Kabinenin anlaşmayı onaylamasının ardından mutabakata varılan Gazze'de ateşkes anlaşmasının yürürlüğe gireceği belirtildi.
3- Taraflar ne dedi?
Hem İsrail hem de Hamas ateşkes konusunda anlaşmaya varıldığını doğruladı. Hamas'tan yapılan yazılı açıklamada Filistinli gruplarla yürütülen ciddi müzakerelerin ardından Gazze'de ateşkes anlaşmasına varıldığı bildirildi. Açıklamada, "Hamas, Gazze'ye yönelik savaşın sona erdirilmesini, işgalcilerin çekilmesini, yardımların girişini ve esir takasını öngören bir anlaşmaya varıldığını duyurur" ifadeleri yer aldı.

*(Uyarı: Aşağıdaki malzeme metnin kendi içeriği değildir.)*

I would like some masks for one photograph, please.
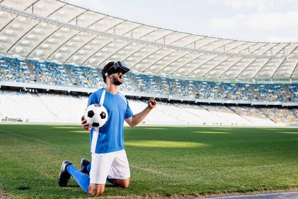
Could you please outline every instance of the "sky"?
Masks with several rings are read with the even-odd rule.
[[[298,41],[297,0],[69,0],[165,28],[239,40]]]

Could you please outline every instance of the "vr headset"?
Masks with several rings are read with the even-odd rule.
[[[115,63],[112,67],[104,74],[103,81],[105,82],[105,80],[107,77],[114,73],[122,73],[122,75],[129,72],[130,70],[129,67],[127,64],[121,61],[118,61]]]

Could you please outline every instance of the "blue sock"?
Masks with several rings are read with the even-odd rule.
[[[73,165],[69,165],[66,167],[66,170],[70,173],[78,185],[88,193],[88,187],[90,184],[90,177],[87,174],[83,174]]]
[[[91,162],[87,165],[86,168],[87,169],[87,171],[90,172],[90,170],[91,170]]]

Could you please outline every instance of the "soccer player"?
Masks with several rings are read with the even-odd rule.
[[[106,180],[121,188],[128,187],[130,171],[124,150],[124,120],[134,127],[156,105],[156,101],[150,98],[142,112],[133,114],[128,101],[118,92],[123,83],[122,76],[129,71],[126,64],[119,61],[109,62],[103,68],[101,74],[106,86],[90,96],[88,106],[94,103],[104,105],[108,111],[108,120],[102,127],[92,128],[88,125],[84,115],[81,118],[83,128],[90,131],[92,166],[89,161],[83,159],[79,171],[70,162],[63,162],[58,178],[61,187],[67,185],[72,175],[84,191],[92,195],[103,193]]]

Arabuluculara teşekkür edilen açıklamada, "Katar, Mısır ve Türkiye'deki arabulucu kardeşlerimizin çabalarını büyük bir takdirle karşılıyoruz. Ayrıca, savaşın nihai olarak sona ermesini ve işgalci İsrail'in Gazze Şeridi'nden tamamen çekilmesini hedefleyen ABD Başkanı Donald Trump'ın çabalarını da takdir ediyoruz" ifadeleri kullanıldı.
Trump, ateşkes anlaşmasına garantör devletler, çeşitli Arap ve İslam ülkeleri ile uluslararası çevrelere seslenilen açıklamada, İsrail hükümetinin anlaşmanın sorumluluklarını yerine getirmeye zorlanması, uzlaşılan konuların uygulanmasından kaçınmasına izin verilmemesi çağrısında bulunuldu.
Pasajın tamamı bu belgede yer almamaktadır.